Le 15 octobre 2022, se tenait une marche féministe antiraciste à Saint-Denis pour commémorer le féminicide de Souhane Benziane, brûlée vive par son compagnon à dix-sept ans. C’était l’occasion de mettre en avant les combats féministes menés dans les quartiers populaires, à l’heure d’une libération de la parole sans précédent. Les militantes de l’association de défense des femmes musulmanes Lallab – qui avaient participé à l’organisation de la marche – ont lancé en mars 2023 une campagne visant à mettre en lumière les violences sexistes, de classe et racistes « intracommunautaires » [1].
Leur objectif est de lutter contre les injonctions au silence qui émanent des hommes, des familles, des communautés religieuses ou militantes d’une part, de l’État et ses institutions bourgeoises et racistes d’autre part, parfois intériorisées depuis l’enfance. Il s’agit aussi de permettre à un maximum de femmes et de personnes LBGTQI+ de dépasser les conflits de loyauté ressentis envers ces communautés, quand on craint de participer à véhiculer une image négative de celles-ci.

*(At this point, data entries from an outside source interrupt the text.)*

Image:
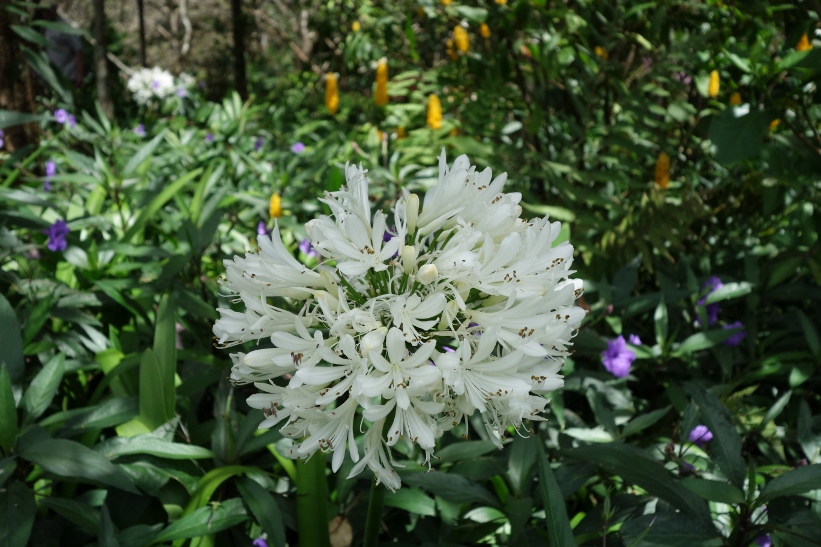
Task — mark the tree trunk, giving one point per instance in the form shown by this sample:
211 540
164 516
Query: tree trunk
240 81
141 17
100 61
16 83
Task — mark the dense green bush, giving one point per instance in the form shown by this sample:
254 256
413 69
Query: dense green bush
118 424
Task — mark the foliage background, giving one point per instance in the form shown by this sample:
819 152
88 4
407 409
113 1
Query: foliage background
117 423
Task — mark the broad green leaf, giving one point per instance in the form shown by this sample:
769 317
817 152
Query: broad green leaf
796 481
635 466
44 386
714 490
205 520
153 402
728 292
455 488
669 530
157 203
464 450
725 448
11 340
141 156
153 445
165 349
640 423
72 460
703 340
86 518
8 411
17 511
558 525
210 482
411 500
265 509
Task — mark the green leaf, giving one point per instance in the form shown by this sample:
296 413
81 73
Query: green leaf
10 340
728 292
165 349
153 409
640 423
44 386
70 459
411 500
156 204
8 411
17 510
153 445
558 525
451 487
796 481
205 520
86 518
725 448
737 135
714 491
703 340
143 154
265 509
634 465
669 530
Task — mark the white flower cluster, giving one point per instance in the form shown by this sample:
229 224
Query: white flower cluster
458 308
156 84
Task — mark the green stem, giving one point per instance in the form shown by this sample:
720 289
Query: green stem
311 502
374 522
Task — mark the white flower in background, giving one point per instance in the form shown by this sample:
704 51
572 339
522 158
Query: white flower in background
155 84
459 309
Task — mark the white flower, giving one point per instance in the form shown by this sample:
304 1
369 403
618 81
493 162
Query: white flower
362 343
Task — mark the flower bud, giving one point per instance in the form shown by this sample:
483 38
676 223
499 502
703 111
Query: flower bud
408 258
373 341
412 208
427 274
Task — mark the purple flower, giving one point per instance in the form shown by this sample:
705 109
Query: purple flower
712 285
617 358
700 435
735 339
308 249
57 233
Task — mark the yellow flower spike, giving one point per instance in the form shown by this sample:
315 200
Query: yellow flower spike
715 84
663 171
434 112
460 37
803 44
331 93
381 96
275 206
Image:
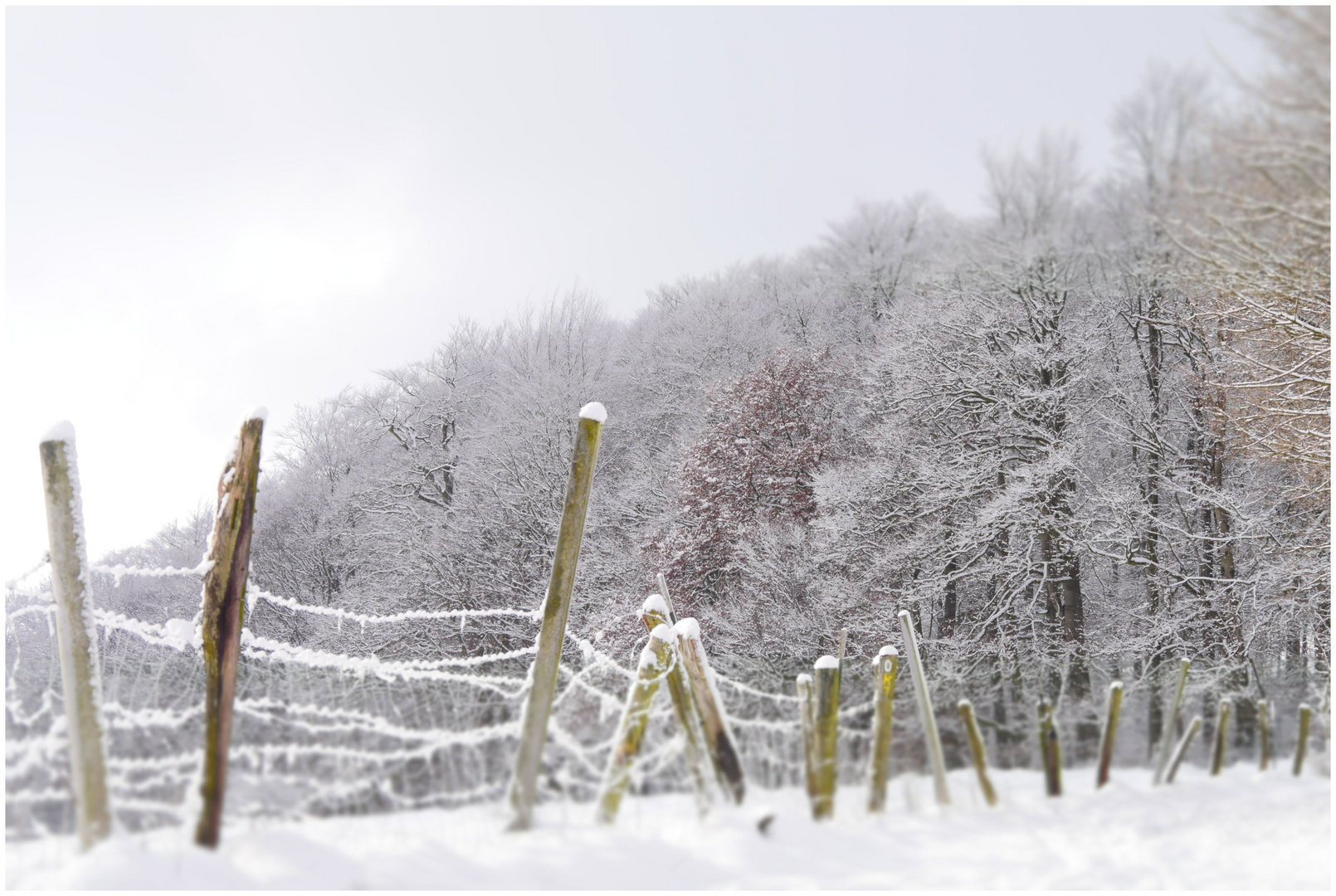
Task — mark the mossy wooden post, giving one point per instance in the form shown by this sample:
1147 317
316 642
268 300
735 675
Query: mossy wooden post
1110 733
1051 751
719 740
1182 749
656 611
80 674
808 718
1217 753
1264 728
826 735
556 606
981 762
655 661
223 611
885 670
1305 720
1171 721
924 701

Dépasser les conflits de loyauté
Comment dénoncer son agresseur quand il est un imam respecté ? à qui parler quand le cercle social proche risque d’être déstabilisé ? Comment affronter les arguments qui relèguent la lutte féministe derrière la lutte de classe ou antiraciste ? Les mêmes questions se posent dans la communauté juive française, qui a récemment vu sa plus haute institution, le Consistoire, être accusée d’avoir couvert les agressions sexuelles d’un rabbin. Le podcast « Tu ne te tairas point » des journalistes Salomé Parent-Rachdi et Lila Berdugo met ainsi en lumière les mécanismes patriarcaux qui permettent l’impunité, dans les familles, les communautés religieuses et les institutions.

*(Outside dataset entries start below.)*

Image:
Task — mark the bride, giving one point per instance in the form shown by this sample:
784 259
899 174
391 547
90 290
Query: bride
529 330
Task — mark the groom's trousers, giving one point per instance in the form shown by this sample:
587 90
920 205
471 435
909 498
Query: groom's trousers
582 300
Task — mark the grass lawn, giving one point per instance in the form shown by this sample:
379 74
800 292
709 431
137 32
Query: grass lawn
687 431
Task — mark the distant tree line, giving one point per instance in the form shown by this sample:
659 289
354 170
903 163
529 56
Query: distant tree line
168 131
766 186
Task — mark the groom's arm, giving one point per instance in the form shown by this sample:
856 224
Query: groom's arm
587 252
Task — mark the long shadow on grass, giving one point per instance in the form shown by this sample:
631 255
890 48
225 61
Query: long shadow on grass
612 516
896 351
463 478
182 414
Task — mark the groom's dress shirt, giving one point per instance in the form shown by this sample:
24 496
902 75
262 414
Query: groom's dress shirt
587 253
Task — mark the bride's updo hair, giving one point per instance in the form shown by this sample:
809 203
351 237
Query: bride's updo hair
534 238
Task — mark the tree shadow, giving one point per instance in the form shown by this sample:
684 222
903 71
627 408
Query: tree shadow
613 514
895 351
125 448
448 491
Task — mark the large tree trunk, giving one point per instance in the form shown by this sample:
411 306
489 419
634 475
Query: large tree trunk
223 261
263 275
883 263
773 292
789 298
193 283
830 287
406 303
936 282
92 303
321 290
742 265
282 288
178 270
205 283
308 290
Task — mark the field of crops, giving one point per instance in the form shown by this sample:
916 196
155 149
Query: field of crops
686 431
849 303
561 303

Lallab dérange les forces réactionnaires
Face à ces voix qui dérangent l’ordre traditionnel, les réactions sont vives. D’un côté, celles qui se placent à gauche comme Houria Bouteldja, qui dans son dernier livre écrivait à propos des « homosexuels indigènes » que « s’ils font le choix de se rendre visibles », il faudra « qu’ils assument » que c’est « un terrain miné et corrupteur d’où ils ne sortiront pas indemnes. » De l’autre côté de l’échiquier politique, l’influenceur Bassem Braïki, connu pour son antisémitisme, sa rromophobie et surtout sa négrophobie, accumule les centaines de milliers de suiveurs sur les réseaux sociaux. Son thème de prédilection : la haine, et même l’appel à l’extermination, des femmes d’origine maghrébine qui ne sont pas en couple avec des hommes de la même origine.
La campagne de Lallab appuie là où ça leur fait mal. Face aux instrumentalisations de l’extrême droite et de l’état mais aussi face aux discours qui relèguent les luttes antipatriarcales à plus tard, tenir cette double ligne est essentiel.